In 2001-2012, the expected length of young Czechs’ education rose by 2.5 years on average, and in the case of women even by 3.1 years.
Women study for 19 years on average, and this is why more and more of them have the first child at the age of around 30 and they manage to have one or maximally two children, Pravo writes, referring to statistics.
“Men enter into the first marriage almost eight years and women seven years later now than in 1989 [when the communist regime collapsed in Czechoslovakia]. At the same time, the average age of mothers who have their first baby has been rising,” said Michaela Klenkova, head of the demography and statistics section of the Czech Statistical Office (CSU).
One of the reasons is that a rising number of girls study at universities and colleges and after graduation, their priority is to find a suitable job, Pravo writes.

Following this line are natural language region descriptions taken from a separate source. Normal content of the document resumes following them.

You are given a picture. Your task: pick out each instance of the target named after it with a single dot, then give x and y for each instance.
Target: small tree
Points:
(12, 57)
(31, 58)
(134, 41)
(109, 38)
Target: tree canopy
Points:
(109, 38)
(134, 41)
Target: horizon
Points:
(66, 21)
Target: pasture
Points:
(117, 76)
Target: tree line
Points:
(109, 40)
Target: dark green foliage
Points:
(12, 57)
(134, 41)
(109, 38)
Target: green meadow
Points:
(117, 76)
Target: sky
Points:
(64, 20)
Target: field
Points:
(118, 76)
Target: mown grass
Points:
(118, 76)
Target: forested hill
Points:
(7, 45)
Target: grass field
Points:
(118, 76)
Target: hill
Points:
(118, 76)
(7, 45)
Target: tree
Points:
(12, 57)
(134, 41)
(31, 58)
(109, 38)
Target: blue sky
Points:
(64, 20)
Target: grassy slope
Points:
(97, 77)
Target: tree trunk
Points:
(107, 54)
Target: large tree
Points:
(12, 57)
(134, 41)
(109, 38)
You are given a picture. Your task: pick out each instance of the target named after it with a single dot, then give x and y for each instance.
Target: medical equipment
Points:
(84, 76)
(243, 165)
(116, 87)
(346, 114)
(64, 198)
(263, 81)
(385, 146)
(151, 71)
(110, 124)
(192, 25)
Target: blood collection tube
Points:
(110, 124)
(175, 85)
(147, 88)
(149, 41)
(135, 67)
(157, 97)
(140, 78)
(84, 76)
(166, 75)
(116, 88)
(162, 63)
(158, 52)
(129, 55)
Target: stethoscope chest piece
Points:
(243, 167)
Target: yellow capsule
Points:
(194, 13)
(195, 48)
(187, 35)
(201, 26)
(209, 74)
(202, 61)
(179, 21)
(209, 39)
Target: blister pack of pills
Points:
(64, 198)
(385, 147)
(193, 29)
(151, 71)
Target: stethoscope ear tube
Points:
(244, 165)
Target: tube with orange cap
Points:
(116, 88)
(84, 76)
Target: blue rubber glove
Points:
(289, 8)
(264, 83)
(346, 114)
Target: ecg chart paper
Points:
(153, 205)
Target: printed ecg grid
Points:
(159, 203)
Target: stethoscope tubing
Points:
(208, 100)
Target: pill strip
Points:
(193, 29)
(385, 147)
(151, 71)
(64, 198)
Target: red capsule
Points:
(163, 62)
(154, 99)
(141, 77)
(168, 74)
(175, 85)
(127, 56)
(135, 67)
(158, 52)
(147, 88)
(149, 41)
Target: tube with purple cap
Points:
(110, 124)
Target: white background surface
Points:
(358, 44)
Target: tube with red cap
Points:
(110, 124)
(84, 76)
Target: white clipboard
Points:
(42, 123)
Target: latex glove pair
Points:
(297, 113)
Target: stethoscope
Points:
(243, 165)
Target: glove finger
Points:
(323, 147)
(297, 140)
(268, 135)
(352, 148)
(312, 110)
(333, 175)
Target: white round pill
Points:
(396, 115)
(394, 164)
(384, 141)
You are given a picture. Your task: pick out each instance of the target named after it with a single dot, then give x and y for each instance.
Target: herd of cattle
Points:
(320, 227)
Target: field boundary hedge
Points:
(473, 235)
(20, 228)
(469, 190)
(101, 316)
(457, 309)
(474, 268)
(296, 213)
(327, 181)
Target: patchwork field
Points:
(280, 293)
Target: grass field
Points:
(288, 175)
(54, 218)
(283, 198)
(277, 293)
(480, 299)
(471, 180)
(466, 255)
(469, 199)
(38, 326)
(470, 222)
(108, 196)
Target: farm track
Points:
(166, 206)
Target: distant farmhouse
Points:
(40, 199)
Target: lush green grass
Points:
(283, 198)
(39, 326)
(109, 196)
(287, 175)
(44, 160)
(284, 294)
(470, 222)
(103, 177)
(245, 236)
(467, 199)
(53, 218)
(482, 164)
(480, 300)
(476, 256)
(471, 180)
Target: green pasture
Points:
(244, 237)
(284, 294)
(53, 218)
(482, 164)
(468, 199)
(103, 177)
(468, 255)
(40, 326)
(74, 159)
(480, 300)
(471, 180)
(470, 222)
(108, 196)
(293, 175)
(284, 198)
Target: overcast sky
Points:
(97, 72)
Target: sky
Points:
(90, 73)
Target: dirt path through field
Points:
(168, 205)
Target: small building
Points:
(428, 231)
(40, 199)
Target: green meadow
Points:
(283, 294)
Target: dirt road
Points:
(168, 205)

“To graduate from a school, take a maternity leave and start seeking the first job at the age around 30 is a sure path to a ‘professioanl suicide.’ From the employer’s viewpoint, such women are non-prospective, unwilling to work overtime or commute,” financial adviser Frantisek Machacek told Pravo.
On the other hand, no one who wants to succeed in life can do without education now, the paper says.
According to the first census in the country in 1950, more than four-fifths of the population over 15 years, and 85 percent of women, had only elementary education, only 5 percent were secondary school graduates, while two-thirds of them were men, and 1 percent were university graduates (5.5 times more men than women), Pravo writes.
Since then, the situation has completely changed. At present, more than 12 percent of Czechs have university education and a mere 42,000 of the country’s 10.5 million inhabitants had no education at all, according to the latest census in 2011.
Moreover, Czech women have started being more educated than men. In the 2001 census, the share of women with completed secondary or higher education was 38.2 percent, while that of men was 36.3 percent, and in the 2011 census, it increased to 46.2 percent (women) and 40.9 percent (men).
Pravo writes that more and more professions require a higher education and a professional career mus be started right after the completion of studies, while the number of less qualified jobs that people can take up at any age has been decreasing.
These factors harm the traditional family development, it adds.